When scanning many independent texts, you can run calls to detect() concurrently from your own executor. Configure the detector before starting workers, then treat it as read-only while scans are running; do not call add_pattern(), add_recognizer(), or add_ner_model() concurrently with detection.

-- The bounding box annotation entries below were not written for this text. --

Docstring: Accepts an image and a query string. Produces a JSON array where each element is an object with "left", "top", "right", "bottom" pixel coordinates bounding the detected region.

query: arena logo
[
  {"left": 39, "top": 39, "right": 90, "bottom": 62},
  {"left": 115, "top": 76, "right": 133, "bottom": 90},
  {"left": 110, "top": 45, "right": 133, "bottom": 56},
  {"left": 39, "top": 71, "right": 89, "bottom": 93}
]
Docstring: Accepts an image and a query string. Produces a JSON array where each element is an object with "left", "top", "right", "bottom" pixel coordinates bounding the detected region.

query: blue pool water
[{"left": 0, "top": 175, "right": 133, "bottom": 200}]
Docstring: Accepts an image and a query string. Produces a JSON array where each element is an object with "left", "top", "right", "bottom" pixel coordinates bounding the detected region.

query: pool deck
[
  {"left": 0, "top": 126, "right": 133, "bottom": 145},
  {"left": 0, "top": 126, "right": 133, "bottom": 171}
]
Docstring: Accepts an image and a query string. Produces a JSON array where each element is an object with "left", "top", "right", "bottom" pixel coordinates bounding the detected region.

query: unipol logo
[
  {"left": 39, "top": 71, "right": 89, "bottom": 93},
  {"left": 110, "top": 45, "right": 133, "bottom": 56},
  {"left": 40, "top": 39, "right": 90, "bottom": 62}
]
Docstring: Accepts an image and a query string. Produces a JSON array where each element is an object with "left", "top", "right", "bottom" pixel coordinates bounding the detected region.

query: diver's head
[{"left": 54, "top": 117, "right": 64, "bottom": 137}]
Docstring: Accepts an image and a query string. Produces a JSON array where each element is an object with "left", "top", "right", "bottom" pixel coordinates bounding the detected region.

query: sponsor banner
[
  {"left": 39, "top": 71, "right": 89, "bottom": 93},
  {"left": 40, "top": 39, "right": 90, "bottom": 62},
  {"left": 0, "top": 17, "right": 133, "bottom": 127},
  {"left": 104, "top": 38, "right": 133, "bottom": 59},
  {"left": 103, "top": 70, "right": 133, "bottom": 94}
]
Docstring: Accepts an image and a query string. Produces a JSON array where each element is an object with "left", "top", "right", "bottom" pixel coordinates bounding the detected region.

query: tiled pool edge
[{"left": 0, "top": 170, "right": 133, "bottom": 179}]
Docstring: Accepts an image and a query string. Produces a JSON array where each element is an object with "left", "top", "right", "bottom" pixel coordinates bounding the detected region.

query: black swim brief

from concurrent.futures import ThreadPoolExecutor

from vipii import PIIDetector

texts = [
    "Khách hàng A có số điện thoại 0912 345 678.",
    "Khách hàng B có CCCD 001203000123.",
]
detector = PIIDetector(max_workers=1)

with ThreadPoolExecutor(max_workers=4) as executor:
    results = list(executor.map(detector.detect, texts))

PySpark

The Spark adapter is optional and keeps PySpark imports lazy. It can add detected matches or redacted text to a DataFrame text column:

from vipii.spark import with_pii_matches, with_redacted_column

df = spark.createDataFrame(
    [("Số CCCD của tôi là 001203000123",)],
    ["text"],
)

matches_df = with_pii_matches(df, input_col="text", output_col="pii_matches")
redacted_df = with_redacted_column(df, input_col="text", output_col="redacted")

Optional NER

Regex recognizers cover structured PII. For free-form names, locations, organizations, and addresses, enable an external Hugging Face token-classification model:

pip install "vipii[ner]"
vipii scan "Nguyễn Văn A sống tại Hà Nội" --ner-model your-vietnamese-ner-model
from vipii import PIIDetector

detector = PIIDetector(ner_model="your-vietnamese-ner-model")
matches = detector.detect("Nguyễn Văn A sống tại Hà Nội")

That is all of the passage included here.